Thematic collections and galleries
Europeana offers an access point to objects and collections via a portal. It also provides access to thematic collections, with editorial content. The initiative has thus contributed to the reconstitution of thematic ensembles bearing witness to the history and culture of Europe through digitization projects such as Europeana Regia (European Royal Manuscripts), Europeana Collection 14-18 (Great War Heritage), Europeana Newspapers (European press), Europeana Sounds (European sound heritage). Some of them, such as recently the War 14-18 project, have been hugely successful with European citizens.
Expertise for open and interoperable data
Europeana has played a pioneering and innovative role in data interoperability, by driving open data practices or their semantic interconnection across the Member States. The initiative brings together a large network of professionals and experts and has greatly contributed to raising cultural institutions' awareness of these issues.
On the professional area of its site, Europeana provides the institutions with a set of documents containing guides and recommendations for structuring and disseminating data on Europeana.

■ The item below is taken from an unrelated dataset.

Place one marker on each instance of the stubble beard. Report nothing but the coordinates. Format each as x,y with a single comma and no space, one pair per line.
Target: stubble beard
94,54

In conjunction with its network of professionals and aggregators, Europeana has developed a publications centre which defines a quality charter for content and metadata, as well as a set of standardised declarations of rights applicable to cultural heritage online (www.rightstatements.org) and a common semantic model for describing content (EDM, the European Data Model).
French contribution to Europeana
France was one of the founding countries of Europeana and has always provided political support for this unique cultural project. Its founding members include the Bibliothèque nationale de France (BnF) and the Institut national de l'Audiovisuel (INA).
In France, the aggregation of content to Europeana takes place through three channels:
- the digital library Gallica BnF, thematic aggregator for library objects and collections,
- the national archives portal FranceArchives ,thematic aggregator for archival resources,
- the collections engine Ministry of Culture, national aggregator for objects and collections of all domains.
Europeana offers an access point to objects and collections via a portal but also to thematic collections with an editorial content.